Archiving the Intenet the German Way…

This past week the German Bundestag (parliament) published a law (it was passed in 2006, but doesn’t go into effect until it is published in its final form) that mandated all German websites needed to deliver a copy of all digital content (text, photos, sound, and any other multimedia content) to the National Library in Leipzig, which is the German equivalent to the U.S. Library of Congress. German companies protested the law throughout the legislative process, arguing that it set an undue burden on companies to comply and would result in enormous financial costs. Not only is the law itself interesting – mandating the state to archive the internet – but also how it is going to preserve the internet content. The library has asked that all of the website content be submitted in one of two formats – either as a PDF file or if the content stretches over multiple pages, such as a multi-page HTML website, then the content should be submitted using the ZIP compression format containing all of the related files. This last bit alone raises so many questions – such as which files need to be included and how often do companies need to resubmit their content – every time the website is updated?

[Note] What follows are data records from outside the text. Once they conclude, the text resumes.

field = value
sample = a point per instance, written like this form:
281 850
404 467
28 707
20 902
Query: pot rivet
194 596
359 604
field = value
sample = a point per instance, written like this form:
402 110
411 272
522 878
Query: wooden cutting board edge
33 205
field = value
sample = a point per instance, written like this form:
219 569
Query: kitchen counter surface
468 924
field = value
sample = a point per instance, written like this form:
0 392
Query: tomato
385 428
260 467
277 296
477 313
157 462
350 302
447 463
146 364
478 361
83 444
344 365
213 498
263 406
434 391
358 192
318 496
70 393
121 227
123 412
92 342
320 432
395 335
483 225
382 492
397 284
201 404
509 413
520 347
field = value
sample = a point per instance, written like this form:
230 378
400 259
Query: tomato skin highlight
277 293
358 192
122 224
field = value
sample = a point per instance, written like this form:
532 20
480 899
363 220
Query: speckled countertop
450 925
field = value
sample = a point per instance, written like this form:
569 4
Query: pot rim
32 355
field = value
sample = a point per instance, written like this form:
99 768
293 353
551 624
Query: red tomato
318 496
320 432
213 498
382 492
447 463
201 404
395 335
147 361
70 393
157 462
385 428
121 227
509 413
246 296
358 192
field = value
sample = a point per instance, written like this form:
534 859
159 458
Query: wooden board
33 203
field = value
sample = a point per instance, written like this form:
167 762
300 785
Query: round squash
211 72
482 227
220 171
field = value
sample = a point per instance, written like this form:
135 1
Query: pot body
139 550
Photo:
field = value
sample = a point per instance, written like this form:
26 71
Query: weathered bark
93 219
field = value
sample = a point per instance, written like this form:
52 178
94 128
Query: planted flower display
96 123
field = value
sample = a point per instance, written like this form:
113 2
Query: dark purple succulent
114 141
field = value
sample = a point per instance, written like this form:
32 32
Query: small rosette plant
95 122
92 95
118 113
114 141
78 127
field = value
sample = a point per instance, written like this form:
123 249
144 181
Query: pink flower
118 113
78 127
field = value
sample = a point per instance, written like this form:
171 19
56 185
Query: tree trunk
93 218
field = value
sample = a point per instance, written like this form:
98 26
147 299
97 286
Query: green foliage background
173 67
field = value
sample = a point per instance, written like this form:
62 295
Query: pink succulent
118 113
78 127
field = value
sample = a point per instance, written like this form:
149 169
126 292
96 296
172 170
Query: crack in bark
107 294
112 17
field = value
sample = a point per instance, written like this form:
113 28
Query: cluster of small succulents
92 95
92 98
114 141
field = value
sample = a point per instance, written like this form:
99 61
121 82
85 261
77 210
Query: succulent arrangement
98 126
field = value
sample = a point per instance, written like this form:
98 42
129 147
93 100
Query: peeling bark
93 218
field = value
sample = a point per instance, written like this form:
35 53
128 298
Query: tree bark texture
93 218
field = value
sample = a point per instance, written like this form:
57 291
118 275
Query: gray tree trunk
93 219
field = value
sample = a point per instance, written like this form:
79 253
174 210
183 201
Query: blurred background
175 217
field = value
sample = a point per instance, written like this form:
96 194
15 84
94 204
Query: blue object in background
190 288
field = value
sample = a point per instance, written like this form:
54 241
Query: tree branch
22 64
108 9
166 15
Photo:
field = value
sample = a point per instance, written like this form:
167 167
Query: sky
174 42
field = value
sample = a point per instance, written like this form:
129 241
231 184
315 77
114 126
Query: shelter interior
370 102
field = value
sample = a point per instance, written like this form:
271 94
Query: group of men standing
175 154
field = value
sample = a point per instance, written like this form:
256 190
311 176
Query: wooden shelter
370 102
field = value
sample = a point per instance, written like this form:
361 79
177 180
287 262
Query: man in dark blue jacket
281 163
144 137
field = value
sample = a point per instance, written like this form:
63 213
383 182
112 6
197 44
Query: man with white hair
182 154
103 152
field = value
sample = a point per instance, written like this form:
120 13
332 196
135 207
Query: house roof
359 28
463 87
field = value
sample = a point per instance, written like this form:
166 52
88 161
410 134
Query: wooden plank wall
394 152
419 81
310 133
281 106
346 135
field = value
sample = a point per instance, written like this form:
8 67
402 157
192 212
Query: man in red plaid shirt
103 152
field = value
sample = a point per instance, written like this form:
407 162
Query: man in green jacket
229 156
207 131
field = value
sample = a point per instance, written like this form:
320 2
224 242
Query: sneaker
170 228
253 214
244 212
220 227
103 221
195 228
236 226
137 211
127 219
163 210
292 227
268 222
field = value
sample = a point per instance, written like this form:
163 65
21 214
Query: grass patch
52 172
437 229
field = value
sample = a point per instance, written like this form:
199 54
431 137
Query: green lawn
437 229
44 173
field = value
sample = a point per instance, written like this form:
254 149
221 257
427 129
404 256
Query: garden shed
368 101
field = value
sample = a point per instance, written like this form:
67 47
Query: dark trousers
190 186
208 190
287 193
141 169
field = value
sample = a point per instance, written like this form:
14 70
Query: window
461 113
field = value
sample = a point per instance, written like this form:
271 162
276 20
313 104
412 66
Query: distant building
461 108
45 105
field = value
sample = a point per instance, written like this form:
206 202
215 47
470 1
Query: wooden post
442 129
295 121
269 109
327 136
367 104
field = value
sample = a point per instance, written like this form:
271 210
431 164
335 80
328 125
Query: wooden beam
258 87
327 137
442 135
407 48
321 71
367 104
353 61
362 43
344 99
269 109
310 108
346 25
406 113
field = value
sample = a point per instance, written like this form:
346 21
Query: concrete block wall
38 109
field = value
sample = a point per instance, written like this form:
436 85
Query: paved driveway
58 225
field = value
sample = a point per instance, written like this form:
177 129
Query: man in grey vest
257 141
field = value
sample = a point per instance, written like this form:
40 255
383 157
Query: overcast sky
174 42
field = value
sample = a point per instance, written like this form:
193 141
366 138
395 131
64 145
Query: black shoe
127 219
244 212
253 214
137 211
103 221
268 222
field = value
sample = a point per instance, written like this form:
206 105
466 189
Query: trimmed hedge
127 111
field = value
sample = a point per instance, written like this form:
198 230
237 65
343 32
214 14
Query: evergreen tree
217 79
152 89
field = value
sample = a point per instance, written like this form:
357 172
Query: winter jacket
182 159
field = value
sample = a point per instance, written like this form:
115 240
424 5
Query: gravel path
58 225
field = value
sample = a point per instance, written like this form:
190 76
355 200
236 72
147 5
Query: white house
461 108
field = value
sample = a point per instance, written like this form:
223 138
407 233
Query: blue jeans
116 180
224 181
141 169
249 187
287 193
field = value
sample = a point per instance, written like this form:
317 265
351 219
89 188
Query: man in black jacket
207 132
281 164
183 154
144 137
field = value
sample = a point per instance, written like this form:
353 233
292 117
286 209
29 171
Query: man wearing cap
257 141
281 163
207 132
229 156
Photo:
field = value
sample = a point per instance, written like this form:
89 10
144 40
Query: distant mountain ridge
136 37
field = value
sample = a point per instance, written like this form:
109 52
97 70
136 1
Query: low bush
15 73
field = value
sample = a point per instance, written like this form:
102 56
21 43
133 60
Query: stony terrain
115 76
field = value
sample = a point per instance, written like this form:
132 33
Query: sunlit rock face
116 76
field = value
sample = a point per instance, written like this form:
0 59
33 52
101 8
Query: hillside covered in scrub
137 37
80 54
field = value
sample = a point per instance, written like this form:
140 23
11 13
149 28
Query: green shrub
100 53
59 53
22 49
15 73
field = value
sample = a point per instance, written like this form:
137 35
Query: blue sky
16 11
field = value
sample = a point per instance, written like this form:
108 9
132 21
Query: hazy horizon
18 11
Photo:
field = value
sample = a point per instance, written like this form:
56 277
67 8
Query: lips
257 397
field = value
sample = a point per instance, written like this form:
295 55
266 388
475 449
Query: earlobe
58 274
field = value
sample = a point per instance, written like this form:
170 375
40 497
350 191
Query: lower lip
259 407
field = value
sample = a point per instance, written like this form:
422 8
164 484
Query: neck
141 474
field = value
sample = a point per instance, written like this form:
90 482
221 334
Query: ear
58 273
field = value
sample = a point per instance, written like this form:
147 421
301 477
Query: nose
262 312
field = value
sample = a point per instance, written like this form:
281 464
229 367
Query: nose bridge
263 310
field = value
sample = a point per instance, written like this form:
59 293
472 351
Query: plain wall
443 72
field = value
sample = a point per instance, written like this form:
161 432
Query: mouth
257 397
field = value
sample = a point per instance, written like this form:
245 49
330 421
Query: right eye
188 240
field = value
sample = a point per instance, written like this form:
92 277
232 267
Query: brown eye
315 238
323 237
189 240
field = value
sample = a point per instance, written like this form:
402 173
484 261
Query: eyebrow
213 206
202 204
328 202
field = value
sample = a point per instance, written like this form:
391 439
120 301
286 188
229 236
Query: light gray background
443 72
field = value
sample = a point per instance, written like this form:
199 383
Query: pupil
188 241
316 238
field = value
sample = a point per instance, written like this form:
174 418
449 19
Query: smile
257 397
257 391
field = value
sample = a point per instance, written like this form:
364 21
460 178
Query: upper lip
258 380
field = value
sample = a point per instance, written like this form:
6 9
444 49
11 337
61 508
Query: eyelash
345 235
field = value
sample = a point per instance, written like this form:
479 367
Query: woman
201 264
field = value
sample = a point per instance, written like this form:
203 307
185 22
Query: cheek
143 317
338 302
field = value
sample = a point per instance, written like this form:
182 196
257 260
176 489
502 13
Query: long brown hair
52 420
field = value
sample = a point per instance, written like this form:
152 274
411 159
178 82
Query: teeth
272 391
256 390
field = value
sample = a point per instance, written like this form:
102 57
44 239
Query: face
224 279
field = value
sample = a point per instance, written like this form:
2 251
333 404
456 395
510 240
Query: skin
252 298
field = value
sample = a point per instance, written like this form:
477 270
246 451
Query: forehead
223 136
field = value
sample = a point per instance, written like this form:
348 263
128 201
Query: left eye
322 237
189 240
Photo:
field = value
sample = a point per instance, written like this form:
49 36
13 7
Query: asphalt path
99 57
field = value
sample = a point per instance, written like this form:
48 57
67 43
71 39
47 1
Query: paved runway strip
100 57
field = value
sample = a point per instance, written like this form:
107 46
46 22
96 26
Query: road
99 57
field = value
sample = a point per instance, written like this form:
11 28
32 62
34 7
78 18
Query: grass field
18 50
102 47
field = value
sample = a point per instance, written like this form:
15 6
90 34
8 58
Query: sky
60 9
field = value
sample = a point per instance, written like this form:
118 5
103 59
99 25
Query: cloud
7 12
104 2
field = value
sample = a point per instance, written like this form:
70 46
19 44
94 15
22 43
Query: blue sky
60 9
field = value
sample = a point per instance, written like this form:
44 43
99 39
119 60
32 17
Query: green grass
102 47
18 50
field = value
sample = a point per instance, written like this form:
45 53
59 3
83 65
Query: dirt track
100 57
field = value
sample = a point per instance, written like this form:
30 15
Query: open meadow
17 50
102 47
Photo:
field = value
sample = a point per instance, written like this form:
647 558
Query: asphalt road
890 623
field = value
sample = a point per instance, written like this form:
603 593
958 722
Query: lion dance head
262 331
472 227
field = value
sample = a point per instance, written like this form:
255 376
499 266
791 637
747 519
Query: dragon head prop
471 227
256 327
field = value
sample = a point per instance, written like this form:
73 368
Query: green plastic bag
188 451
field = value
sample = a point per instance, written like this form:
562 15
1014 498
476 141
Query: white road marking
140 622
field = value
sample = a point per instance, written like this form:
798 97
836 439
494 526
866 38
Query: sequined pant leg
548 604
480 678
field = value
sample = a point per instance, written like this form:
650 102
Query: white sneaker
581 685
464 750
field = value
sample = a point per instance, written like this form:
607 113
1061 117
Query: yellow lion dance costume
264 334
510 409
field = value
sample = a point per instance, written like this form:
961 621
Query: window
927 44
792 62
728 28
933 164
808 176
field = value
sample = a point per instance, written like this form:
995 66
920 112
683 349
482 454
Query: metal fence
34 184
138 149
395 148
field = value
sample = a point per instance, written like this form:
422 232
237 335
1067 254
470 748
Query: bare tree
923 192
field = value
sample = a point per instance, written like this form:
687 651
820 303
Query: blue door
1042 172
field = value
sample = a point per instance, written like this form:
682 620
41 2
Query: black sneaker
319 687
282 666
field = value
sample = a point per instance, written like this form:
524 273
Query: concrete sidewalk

One exception to the law is content that is generated by private citizens for private use. But, this raises a whole other set of questions, such as what is “private” on the Internet, a space that is by design “public.” Pundits have been quick to point to the gray area of Weblogs – are they private or are they public. If companies are supposed to archive all of the content, then what happens to “private” blogs that are hosted by for-profit companies like Blogger or even Facebook? Theoretically, companies that don’t comply will be served a letter of warning followed by a fine of up to 10,000 Euros for each act of non-compliance. At the moment, the National Library has issued a statement that it is not going to enforce the statute until it has been able to fully assess its ability to store all of the data that will be flowing its way.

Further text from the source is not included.